09 October,2015 07:37 AM IST | | AFP
Former New Zealand captain Chris Cairns lied under oath that he never fixed cricket matches and once threatened a teammate with a bat for scoring too many runs, a perjury trial heard
Chris Cairns
London: Former New Zealand captain Chris Cairns lied under oath that he never fixed cricket matches and once threatened a teammate with a bat for scoring too many runs, a perjury trial heard.
Chris Cairns
Cairns was accused by the chairman of the Indian Premier League, Lalit Modi in January 2010 of match-fixing while he was playing for the Chandigarh Lions in the now defunct Indian Cricket League in 2008.
Two years later Cairns, 45, brought a libel action against Modi and successfully sued for £1.4million ($2.14 milion).
But prosecutor Sasha Wass told London's Southwark Crown Court on Wednesday that Cairns' co-accused, Andrew Fitch-Holland, a lawyer and his "lead adviser", approached team-mate, Lou Vincent, to get him to lie during the libel action.
Vincent not only knew Cairns had fixed matches, but was involved in match-fixing himself under the direct orders of Cairns, Wass said.

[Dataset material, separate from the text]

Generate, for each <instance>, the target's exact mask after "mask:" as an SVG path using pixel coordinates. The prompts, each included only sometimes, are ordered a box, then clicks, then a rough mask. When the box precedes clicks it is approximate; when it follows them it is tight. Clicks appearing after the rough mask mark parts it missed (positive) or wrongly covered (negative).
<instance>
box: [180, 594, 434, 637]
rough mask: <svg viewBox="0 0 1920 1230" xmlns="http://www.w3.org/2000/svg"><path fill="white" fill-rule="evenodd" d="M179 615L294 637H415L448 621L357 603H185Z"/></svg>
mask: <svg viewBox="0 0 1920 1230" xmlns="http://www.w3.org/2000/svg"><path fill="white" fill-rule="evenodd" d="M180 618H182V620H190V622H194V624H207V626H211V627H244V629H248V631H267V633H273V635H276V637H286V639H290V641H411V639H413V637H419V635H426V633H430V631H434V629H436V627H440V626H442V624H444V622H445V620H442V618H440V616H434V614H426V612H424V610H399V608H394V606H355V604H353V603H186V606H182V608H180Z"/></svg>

Wass said there was evidence to prove Cairns had been involved in match-fixing and had lied about it under oath.
The jury were also told that Vincent was once threatened with a cricket bat by Cairns after scoring too many runs in a fixed game, telling his then wife Eleanor Riley he had "lost Chris Cairns 250,000 dollars".
The court also heard that Cairns had even attempted to recruit current New Zealand captain Brendon McCullum, saying he could get between 70,000 and 180,000 dollars per match to throw games while playing in the ICL in 2008.
Cairns first approached McCullum in a hotel when he was playing for the Calcutta Knightriders, giving him an in-depth explanation of how spread-betting worked, Wass said.
They then later met up in a cafe in Worcester, where a touring New Zealand team were playing against the county side. "At that meeting Brendon McCullum says Cairns approached him and asked him whether he had changed his mind," Wass told the jury.
"He said no he hadn't. Mr McCullum didn't log an official report on Cairns at the time. He should have done that. He will tell you he regrets not doing that, but will explain that Chris Cairns was such a hero to him that he could not bring himself to do that straight away."
It was not until McCullum and the New Zealand team underwent anti-corruption training at the World Cup in India in 2011 that he alerted officials to what happened, Wass said, but in the three years between he did tell other people.
Cairns is charged with perjury and perverting the course of justice, while Fitch-Holland is accused of perverting the course of justice. They both deny the charges.